モデルの CubismRenderController コンポーネント内Sorting以下の Mode を Back To Front Order に設定する。

スプライトの CubismRenderingInterceptController コンポーネントの Group Sorting Order の値を先ほど確認した Grouped Sorting Index の値と合わせる。

スプライトの CubismRenderingInterceptController コンポーネントの Sorting Order を任意の値に設定する。

再生して表示を確認する。

Z Depthを利用して挟む

モデルの CubismRenderController コンポーネント内Sorting以下の Mode Back To Front Z に設定する。

スプライトの CubismRenderingInterceptController コンポーネントの Mode Z Depth に設定する。
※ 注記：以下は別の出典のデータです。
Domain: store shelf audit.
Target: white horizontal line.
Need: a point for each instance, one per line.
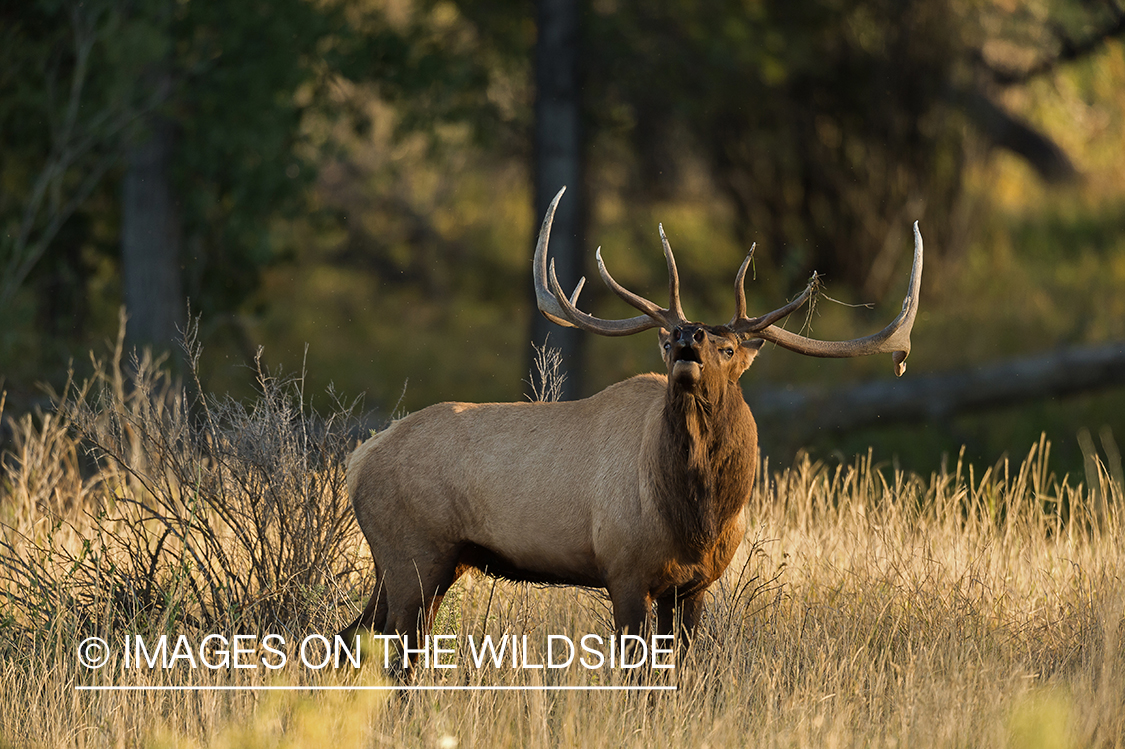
(371, 688)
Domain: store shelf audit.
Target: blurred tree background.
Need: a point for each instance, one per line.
(356, 186)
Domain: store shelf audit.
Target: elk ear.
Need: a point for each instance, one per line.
(749, 350)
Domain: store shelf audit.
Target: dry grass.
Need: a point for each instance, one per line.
(867, 607)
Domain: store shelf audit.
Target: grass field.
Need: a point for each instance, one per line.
(869, 607)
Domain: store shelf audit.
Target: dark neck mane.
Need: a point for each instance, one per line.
(704, 467)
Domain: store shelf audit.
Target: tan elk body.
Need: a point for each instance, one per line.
(639, 489)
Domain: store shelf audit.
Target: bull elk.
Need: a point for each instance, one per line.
(639, 489)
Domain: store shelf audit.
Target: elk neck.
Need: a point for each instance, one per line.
(708, 453)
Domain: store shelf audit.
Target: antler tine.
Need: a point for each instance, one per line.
(581, 319)
(740, 287)
(548, 304)
(674, 307)
(555, 305)
(894, 339)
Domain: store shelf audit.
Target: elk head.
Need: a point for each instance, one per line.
(702, 357)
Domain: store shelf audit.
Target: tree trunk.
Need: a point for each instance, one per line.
(151, 277)
(558, 163)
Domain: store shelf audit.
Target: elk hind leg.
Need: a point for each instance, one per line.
(414, 601)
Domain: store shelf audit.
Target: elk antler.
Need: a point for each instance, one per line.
(559, 308)
(894, 339)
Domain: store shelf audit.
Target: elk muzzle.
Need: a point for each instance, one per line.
(685, 355)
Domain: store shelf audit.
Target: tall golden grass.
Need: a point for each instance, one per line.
(867, 606)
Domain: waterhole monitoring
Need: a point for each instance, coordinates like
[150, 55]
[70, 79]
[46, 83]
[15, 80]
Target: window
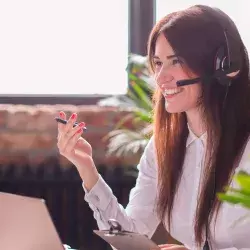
[63, 47]
[238, 12]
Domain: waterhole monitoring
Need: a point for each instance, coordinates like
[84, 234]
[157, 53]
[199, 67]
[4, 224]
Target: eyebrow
[168, 57]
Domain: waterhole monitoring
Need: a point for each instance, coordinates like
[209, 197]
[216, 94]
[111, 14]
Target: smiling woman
[63, 47]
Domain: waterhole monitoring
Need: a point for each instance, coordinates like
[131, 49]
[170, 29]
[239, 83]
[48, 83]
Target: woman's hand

間に挟みたいDrawableオブジェクトの座標を参考に座標を指定する。
今回はZ座標を変更。

再生して表示を確認する。

Drawableを指定して挟む

スプライトの CubismRenderingInterceptController コンポーネントの Mode Drawable に設定する。

スプライトの CubismRenderingInterceptController コンポーネントの Target Art Mesh にモデルの任意のDrawableを設定する。

再生して表示を確認する。

サンプルシーン

Assets/Live2D/Cubism/Samples/RenderingInterceptor にサンプルシーンが用意されています。

再生すると左から次のようなケースで描画サンプルが表示されます。

  • モデルを描画割り込み機能で間に挟む場合
  • カメラからの距離で描画順を決める場合
  • 特定のアートメッシュを指定する場合
  • SortingOrderで描画順を決める場合

それぞれインスペクタから自由に設定を変更することが可能です。